# Greek Yogurt



## malteseboy22

Can I give Max the greek yogurt and is it the same as plain yogurt? Or what brand do you all use ? Also how much of it. Thanks :aktion033:


----------



## sophie

I am so addicted to Greek Yogurt since hearing about it here on SM. It comes in different flavors and plain, no fat, too. I've tried a couple of brands, but my favorite is chobani. Chobani Yogurt - nothing but good. I add dried cranberries and nuts. Yum!

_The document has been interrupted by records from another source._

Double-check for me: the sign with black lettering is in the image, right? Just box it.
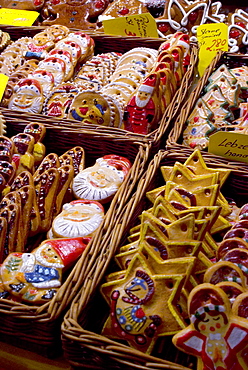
[208,132,248,163]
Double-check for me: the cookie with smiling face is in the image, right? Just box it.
[72,155,131,203]
[172,283,248,370]
[51,199,104,238]
[68,90,123,127]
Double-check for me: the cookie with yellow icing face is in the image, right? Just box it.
[68,90,123,127]
[43,83,79,118]
[8,78,44,113]
[72,155,131,203]
[52,200,104,238]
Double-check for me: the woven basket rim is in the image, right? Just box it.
[0,137,151,322]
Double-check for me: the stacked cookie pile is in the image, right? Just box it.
[183,64,248,149]
[0,118,134,304]
[69,32,189,135]
[1,26,190,134]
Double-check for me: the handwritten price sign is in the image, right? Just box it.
[0,73,9,101]
[197,23,228,76]
[103,13,158,37]
[0,8,39,27]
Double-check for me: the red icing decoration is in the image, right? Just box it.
[96,0,105,9]
[208,99,214,105]
[135,308,145,319]
[188,12,198,22]
[158,23,169,32]
[236,22,246,29]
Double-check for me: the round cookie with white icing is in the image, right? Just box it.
[72,155,131,203]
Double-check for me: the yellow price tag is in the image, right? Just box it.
[208,131,248,163]
[196,23,228,76]
[0,73,9,101]
[102,13,158,37]
[0,8,39,27]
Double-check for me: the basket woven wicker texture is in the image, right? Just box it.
[0,118,150,357]
[62,150,248,370]
[2,26,198,150]
[166,52,248,173]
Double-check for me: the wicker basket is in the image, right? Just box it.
[166,52,248,173]
[1,26,198,153]
[62,150,248,370]
[0,114,150,357]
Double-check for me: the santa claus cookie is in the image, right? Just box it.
[72,155,131,203]
[0,238,89,304]
[172,283,248,370]
[49,200,104,238]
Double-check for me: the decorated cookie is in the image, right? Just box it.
[41,0,108,29]
[29,68,54,97]
[101,255,188,353]
[52,200,104,238]
[1,238,89,304]
[69,90,123,127]
[1,0,45,11]
[173,284,248,370]
[23,122,46,166]
[43,83,79,118]
[8,78,44,113]
[125,74,158,135]
[72,155,131,203]
[38,56,66,86]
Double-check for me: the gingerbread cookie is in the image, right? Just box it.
[8,78,44,113]
[172,284,248,370]
[72,155,131,203]
[1,238,89,304]
[52,200,104,238]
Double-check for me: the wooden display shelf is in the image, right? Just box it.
[0,342,71,370]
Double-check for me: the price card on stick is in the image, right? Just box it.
[102,13,158,37]
[196,23,228,76]
[0,8,39,27]
[208,131,248,163]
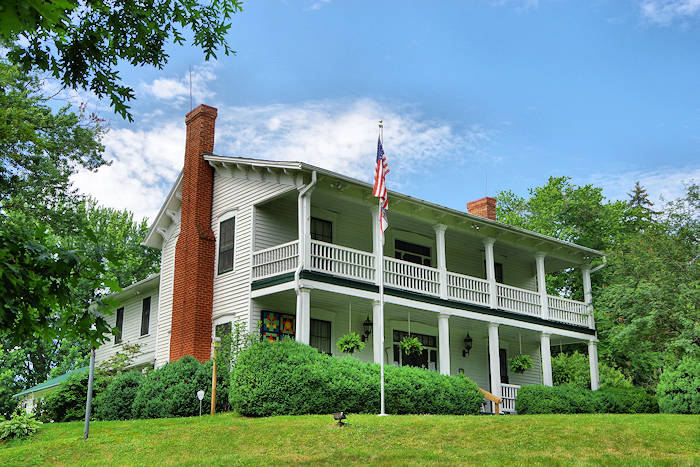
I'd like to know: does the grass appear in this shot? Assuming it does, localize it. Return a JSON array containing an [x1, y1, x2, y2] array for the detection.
[[0, 414, 700, 465]]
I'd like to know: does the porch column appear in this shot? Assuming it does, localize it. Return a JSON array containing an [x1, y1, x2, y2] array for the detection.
[[581, 264, 595, 328], [588, 339, 600, 391], [296, 288, 311, 345], [372, 300, 384, 364], [433, 224, 447, 298], [438, 313, 450, 375], [484, 238, 500, 310], [489, 323, 501, 404], [535, 251, 549, 319], [540, 332, 553, 386], [298, 188, 313, 268]]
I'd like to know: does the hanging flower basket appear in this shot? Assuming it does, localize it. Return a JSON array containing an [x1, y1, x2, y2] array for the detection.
[[335, 332, 365, 354], [510, 354, 534, 373], [399, 336, 424, 355]]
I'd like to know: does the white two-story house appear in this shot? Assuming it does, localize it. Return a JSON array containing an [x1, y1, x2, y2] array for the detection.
[[91, 106, 601, 410]]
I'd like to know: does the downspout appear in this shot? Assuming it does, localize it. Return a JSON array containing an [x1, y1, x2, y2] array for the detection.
[[294, 170, 316, 295], [591, 256, 608, 274]]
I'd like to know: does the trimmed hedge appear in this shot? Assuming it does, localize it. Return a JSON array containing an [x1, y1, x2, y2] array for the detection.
[[656, 357, 700, 414], [95, 371, 145, 420], [515, 385, 659, 415], [131, 355, 228, 418], [229, 340, 483, 416]]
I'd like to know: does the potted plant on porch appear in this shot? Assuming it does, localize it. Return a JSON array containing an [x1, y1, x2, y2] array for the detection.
[[335, 332, 365, 355]]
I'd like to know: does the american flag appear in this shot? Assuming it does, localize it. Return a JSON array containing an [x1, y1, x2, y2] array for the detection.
[[372, 136, 389, 233]]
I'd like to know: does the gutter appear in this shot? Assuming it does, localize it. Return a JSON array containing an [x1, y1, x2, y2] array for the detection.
[[294, 170, 316, 296]]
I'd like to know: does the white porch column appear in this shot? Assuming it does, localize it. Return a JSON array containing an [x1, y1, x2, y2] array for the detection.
[[433, 224, 447, 298], [535, 251, 549, 319], [540, 332, 553, 386], [581, 264, 595, 328], [588, 339, 600, 391], [372, 300, 384, 364], [296, 288, 311, 345], [489, 323, 501, 397], [484, 238, 500, 308], [438, 313, 450, 375]]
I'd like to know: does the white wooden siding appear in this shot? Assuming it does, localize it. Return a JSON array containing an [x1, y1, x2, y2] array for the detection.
[[95, 285, 158, 366], [212, 172, 293, 330], [156, 228, 179, 367]]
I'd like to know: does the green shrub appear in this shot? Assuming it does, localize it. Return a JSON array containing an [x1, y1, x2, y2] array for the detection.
[[656, 357, 700, 414], [593, 388, 659, 413], [37, 371, 109, 422], [515, 385, 659, 414], [0, 411, 41, 440], [552, 351, 632, 389], [95, 371, 145, 420], [132, 356, 227, 418], [230, 340, 483, 416]]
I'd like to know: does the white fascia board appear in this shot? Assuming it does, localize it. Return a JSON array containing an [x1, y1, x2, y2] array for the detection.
[[141, 170, 182, 248]]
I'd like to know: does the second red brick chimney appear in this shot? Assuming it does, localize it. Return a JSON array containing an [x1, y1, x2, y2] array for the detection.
[[467, 196, 497, 221], [170, 105, 217, 362]]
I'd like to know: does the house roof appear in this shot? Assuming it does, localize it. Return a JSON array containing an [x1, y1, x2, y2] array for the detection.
[[12, 366, 88, 397], [143, 153, 603, 262]]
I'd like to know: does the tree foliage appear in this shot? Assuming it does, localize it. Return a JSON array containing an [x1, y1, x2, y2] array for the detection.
[[0, 0, 242, 120]]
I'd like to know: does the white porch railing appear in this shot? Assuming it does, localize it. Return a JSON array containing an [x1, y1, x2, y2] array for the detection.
[[447, 272, 489, 306], [501, 384, 520, 413], [496, 284, 542, 316], [253, 240, 299, 279], [252, 240, 592, 327], [384, 256, 440, 295], [311, 240, 376, 282], [547, 295, 590, 326]]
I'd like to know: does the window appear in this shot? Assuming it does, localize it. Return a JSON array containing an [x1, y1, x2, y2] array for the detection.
[[114, 307, 124, 344], [311, 217, 333, 243], [394, 240, 430, 266], [498, 349, 508, 384], [309, 319, 331, 355], [393, 330, 437, 371], [219, 217, 236, 274], [484, 261, 503, 284], [141, 297, 151, 336]]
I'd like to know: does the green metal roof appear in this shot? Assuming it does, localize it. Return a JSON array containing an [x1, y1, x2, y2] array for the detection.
[[12, 366, 88, 397]]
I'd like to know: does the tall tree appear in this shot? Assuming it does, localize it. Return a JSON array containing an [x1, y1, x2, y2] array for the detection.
[[0, 0, 242, 120]]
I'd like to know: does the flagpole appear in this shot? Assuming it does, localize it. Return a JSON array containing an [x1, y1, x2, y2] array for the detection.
[[377, 120, 387, 417]]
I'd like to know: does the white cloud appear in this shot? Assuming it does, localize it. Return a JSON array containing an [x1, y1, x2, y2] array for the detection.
[[588, 166, 700, 205], [73, 99, 489, 219], [641, 0, 700, 26], [141, 62, 216, 104]]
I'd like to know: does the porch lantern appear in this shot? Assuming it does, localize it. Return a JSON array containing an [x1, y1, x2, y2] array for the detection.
[[462, 333, 472, 357], [362, 316, 372, 342]]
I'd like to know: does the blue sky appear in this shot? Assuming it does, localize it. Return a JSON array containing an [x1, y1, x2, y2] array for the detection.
[[68, 0, 700, 221]]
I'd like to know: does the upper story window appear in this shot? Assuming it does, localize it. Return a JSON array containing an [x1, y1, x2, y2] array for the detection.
[[114, 307, 124, 344], [218, 217, 236, 274], [141, 297, 151, 336], [311, 217, 333, 243], [394, 239, 431, 266]]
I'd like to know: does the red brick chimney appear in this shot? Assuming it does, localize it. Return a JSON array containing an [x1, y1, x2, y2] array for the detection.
[[170, 105, 216, 362], [467, 196, 496, 221]]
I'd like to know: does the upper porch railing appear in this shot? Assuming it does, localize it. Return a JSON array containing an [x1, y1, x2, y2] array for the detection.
[[252, 240, 593, 327]]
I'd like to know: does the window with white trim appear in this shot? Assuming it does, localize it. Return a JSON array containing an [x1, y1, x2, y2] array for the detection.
[[218, 217, 236, 274]]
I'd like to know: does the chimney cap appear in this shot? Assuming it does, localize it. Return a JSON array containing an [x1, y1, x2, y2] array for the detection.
[[185, 104, 218, 123]]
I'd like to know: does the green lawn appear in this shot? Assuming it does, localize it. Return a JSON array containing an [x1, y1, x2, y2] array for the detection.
[[0, 414, 700, 465]]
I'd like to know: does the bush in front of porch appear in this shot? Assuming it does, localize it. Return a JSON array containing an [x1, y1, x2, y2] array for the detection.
[[230, 340, 483, 416], [515, 385, 659, 415]]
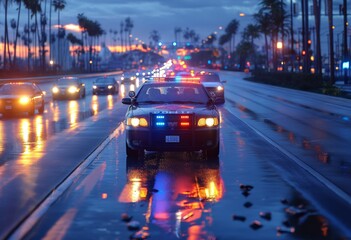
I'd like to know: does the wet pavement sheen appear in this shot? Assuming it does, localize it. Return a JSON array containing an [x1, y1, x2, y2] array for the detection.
[[26, 108, 341, 239]]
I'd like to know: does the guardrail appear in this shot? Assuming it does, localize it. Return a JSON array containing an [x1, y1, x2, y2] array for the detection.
[[0, 71, 123, 84]]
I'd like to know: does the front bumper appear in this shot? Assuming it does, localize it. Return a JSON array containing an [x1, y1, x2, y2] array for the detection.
[[126, 127, 219, 152]]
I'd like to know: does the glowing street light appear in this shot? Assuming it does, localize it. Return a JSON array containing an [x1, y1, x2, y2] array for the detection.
[[277, 42, 283, 49]]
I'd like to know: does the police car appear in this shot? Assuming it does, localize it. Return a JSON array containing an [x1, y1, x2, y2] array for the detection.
[[122, 77, 220, 157]]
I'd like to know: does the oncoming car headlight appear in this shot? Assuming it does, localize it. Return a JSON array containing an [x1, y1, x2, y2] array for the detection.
[[217, 86, 224, 91], [197, 117, 219, 127], [52, 86, 60, 93], [68, 86, 78, 93], [127, 117, 148, 127], [20, 97, 30, 104]]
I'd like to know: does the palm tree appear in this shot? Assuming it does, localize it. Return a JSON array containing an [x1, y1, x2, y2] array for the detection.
[[259, 0, 288, 69], [125, 17, 134, 51], [66, 33, 83, 68], [150, 30, 161, 50], [52, 0, 66, 69], [13, 0, 22, 68], [3, 0, 10, 69], [313, 0, 322, 74], [254, 11, 271, 70], [242, 24, 260, 68], [119, 21, 124, 52], [328, 0, 335, 84], [174, 27, 182, 44], [225, 19, 239, 55], [78, 14, 104, 71]]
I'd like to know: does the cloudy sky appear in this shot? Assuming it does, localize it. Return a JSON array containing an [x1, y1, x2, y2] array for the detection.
[[0, 0, 351, 50], [61, 0, 259, 43]]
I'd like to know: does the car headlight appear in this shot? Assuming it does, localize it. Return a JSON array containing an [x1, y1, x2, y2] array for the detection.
[[68, 86, 78, 93], [52, 86, 60, 93], [197, 117, 219, 127], [127, 117, 148, 127], [20, 97, 30, 105]]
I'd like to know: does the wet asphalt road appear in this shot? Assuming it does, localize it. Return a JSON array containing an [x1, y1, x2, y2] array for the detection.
[[0, 73, 351, 239]]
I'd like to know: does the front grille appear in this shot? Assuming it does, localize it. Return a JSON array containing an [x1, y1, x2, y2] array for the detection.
[[151, 114, 194, 130]]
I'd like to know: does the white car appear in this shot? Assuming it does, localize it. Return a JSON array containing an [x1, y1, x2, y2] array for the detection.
[[198, 72, 226, 103]]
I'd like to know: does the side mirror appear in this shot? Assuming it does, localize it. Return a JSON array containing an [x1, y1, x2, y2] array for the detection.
[[122, 98, 132, 105], [128, 91, 136, 98], [209, 91, 216, 104]]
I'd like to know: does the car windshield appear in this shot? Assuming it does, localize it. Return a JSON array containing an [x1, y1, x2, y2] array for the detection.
[[137, 83, 209, 104], [57, 78, 78, 85], [95, 78, 113, 83], [200, 75, 220, 82], [0, 84, 34, 94]]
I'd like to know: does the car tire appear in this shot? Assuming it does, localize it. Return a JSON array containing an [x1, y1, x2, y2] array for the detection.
[[126, 143, 142, 158], [38, 101, 45, 114], [28, 104, 35, 116], [206, 143, 219, 158]]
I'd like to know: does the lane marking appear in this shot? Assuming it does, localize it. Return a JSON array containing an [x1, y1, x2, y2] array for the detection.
[[8, 123, 124, 240], [226, 108, 351, 204]]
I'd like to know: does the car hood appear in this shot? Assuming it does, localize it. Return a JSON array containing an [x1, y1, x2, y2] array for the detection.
[[202, 82, 223, 87], [94, 83, 113, 87], [55, 84, 78, 88], [132, 104, 217, 115], [0, 94, 31, 99]]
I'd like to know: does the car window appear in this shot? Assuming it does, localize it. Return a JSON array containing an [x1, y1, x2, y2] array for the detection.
[[200, 75, 220, 82], [57, 78, 79, 85], [0, 84, 34, 94], [95, 78, 114, 83], [137, 84, 208, 103]]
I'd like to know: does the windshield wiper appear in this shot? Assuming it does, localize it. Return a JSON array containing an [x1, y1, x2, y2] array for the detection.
[[138, 101, 165, 104], [169, 100, 205, 104]]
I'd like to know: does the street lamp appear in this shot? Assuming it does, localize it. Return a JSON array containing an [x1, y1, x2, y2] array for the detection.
[[277, 41, 284, 71]]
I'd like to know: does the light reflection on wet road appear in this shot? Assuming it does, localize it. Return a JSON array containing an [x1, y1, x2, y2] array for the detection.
[[26, 111, 346, 239], [0, 73, 351, 239]]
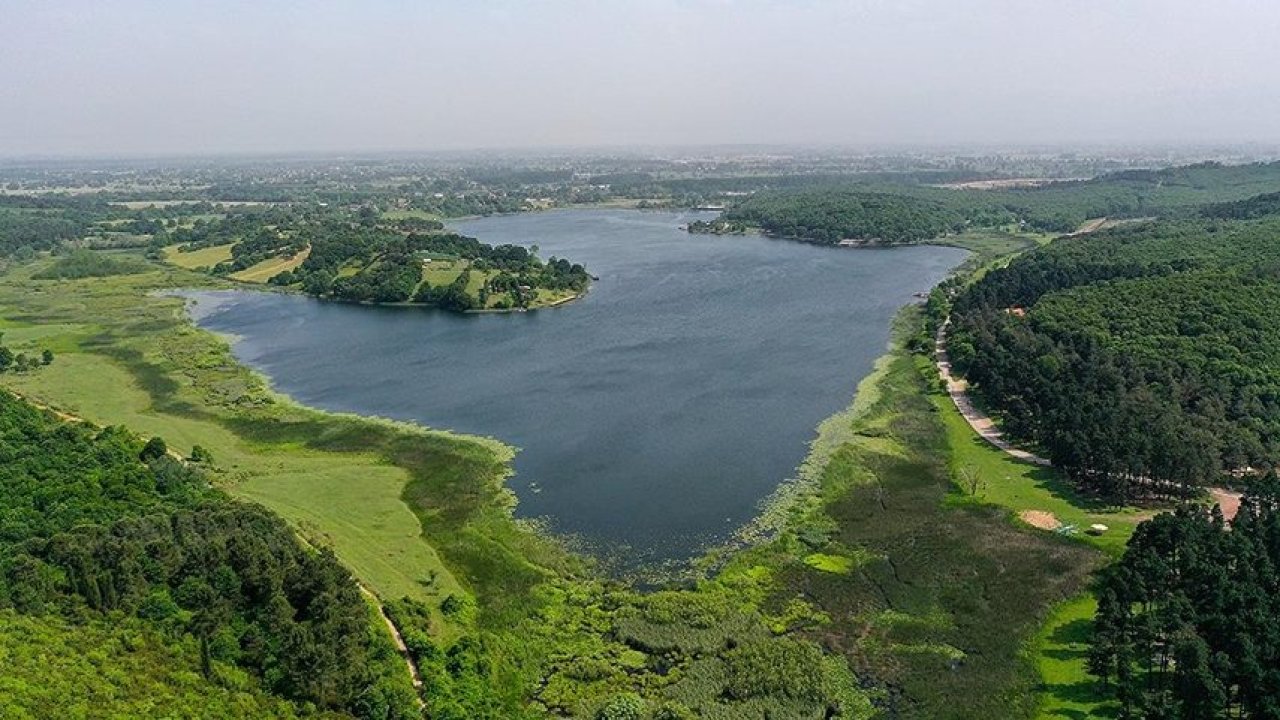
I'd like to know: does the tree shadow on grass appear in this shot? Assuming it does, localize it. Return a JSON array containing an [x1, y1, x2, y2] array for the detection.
[[1043, 680, 1119, 720]]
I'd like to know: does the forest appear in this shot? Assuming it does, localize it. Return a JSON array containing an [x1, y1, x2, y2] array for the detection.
[[950, 207, 1280, 500], [1088, 475, 1280, 720], [0, 393, 416, 719], [722, 163, 1280, 245]]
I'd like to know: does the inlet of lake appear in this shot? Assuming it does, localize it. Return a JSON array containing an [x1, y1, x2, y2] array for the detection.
[[177, 210, 965, 566]]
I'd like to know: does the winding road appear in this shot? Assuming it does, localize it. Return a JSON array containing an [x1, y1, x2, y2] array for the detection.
[[933, 318, 1242, 521], [5, 388, 426, 707]]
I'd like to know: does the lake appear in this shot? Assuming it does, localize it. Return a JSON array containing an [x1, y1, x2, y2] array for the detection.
[[187, 210, 965, 565]]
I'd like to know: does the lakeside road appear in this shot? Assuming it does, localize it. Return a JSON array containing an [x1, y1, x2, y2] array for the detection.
[[4, 388, 426, 707], [933, 319, 1052, 468], [933, 318, 1243, 521]]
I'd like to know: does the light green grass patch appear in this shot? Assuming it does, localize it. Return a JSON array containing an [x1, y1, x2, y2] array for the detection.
[[931, 363, 1149, 557], [164, 242, 236, 270], [804, 552, 854, 575], [4, 354, 463, 622], [1032, 594, 1116, 720], [383, 210, 440, 220], [229, 247, 311, 283]]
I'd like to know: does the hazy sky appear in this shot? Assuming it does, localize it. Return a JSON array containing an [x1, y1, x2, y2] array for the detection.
[[0, 0, 1280, 155]]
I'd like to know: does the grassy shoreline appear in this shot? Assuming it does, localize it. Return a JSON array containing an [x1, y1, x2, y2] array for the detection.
[[0, 222, 1121, 717]]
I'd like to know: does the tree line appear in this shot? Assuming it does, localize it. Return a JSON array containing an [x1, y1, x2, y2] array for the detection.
[[716, 163, 1280, 245], [1088, 475, 1280, 720], [0, 393, 416, 717], [948, 207, 1280, 500]]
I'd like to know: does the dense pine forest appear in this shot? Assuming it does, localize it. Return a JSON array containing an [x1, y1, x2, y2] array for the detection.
[[723, 163, 1280, 245], [0, 393, 416, 717], [951, 200, 1280, 498], [1089, 475, 1280, 720]]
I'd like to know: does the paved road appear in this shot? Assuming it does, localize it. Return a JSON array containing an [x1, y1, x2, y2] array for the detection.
[[933, 319, 1240, 520]]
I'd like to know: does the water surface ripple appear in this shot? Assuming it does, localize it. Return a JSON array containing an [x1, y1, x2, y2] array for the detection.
[[188, 210, 964, 564]]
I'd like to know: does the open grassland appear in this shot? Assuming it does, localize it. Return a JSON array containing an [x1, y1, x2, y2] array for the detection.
[[0, 610, 311, 720], [920, 376, 1151, 557], [229, 247, 311, 283], [0, 240, 1103, 719], [0, 258, 570, 630], [1032, 593, 1117, 720], [164, 243, 234, 270], [383, 210, 443, 220], [724, 309, 1101, 719]]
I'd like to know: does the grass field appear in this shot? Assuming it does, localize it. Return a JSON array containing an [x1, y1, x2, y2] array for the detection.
[[0, 268, 543, 628], [922, 379, 1151, 557], [711, 309, 1101, 720], [228, 247, 311, 283], [164, 242, 234, 270], [1032, 593, 1116, 720]]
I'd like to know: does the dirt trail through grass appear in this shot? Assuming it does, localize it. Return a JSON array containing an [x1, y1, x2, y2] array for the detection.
[[6, 389, 426, 707]]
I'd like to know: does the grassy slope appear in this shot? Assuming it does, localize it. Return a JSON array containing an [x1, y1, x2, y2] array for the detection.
[[0, 225, 1121, 717], [164, 242, 236, 269], [923, 223, 1149, 719], [230, 247, 311, 283], [706, 309, 1098, 719], [0, 268, 556, 628], [0, 611, 314, 720]]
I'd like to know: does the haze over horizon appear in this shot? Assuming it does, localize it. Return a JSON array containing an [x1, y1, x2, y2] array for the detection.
[[0, 0, 1280, 156]]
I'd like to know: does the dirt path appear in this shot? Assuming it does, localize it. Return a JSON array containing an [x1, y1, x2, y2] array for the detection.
[[5, 388, 426, 707], [933, 319, 1240, 517], [356, 583, 426, 707], [933, 320, 1052, 468]]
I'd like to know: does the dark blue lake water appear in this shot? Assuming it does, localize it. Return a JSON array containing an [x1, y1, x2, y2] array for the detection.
[[177, 210, 964, 562]]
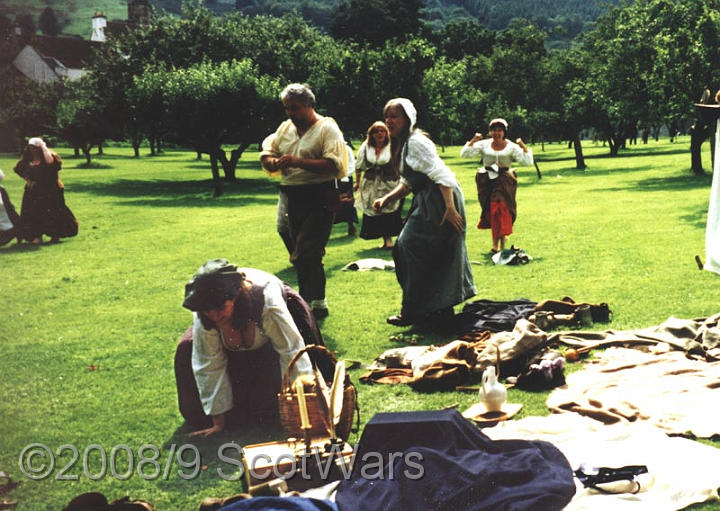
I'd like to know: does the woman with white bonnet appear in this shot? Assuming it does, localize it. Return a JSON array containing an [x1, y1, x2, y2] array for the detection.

The girls will get a taste of the plain no fat sometimes and they love it, too. Very creamy.

Linda


----------



## Snowbody

Same here. Chobani - they even carry it at BJs so much cheaper than supermarkets. I buy the plain and put honey on it. Tyler likes it that way and it's got probiotics That's my everyday lunch when I'm home.


----------



## silverhaven

Lola and I have the Greek Gods yogurt everyday  I love it. Plain. she gets about a small tablespoon worth.


----------



## princessre

I give the pups Fage yogurt once in a while...just a little. Lately I've been getting my calcium from only non-dairy food sources, so we haven't had it in a little while. I'm sure they miss it.


----------



## Johita

I've given Aolani a bit of Fage yogurt and he loved it. The vet suggested it and every now and then I will give him some.


----------



## poochie2

No Fage or Chobani yogourt in my area:angry:
I use Liberte plain organic yogourt mixed with her cranberry supplement


----------



## Sandcastles

I buy Fage at Whole Foods - I mix wild Maine blueberries and tiny frozen banana slices in it and then I sprinkle flax seed on top - my fluffs love it. I give them a tablespoon everyday.


----------



## malteseboy22

Thank you all for your feedback, I just wanted to make sure I give him the right stuff. I have the Liberte organic.


----------



## poochie2

As i wrote earlier, I usually give Liberte yogourt but i prefer the Astro Vanilla or organic plain one. Astro has a better taste. She gets 1 tspoon a day.


----------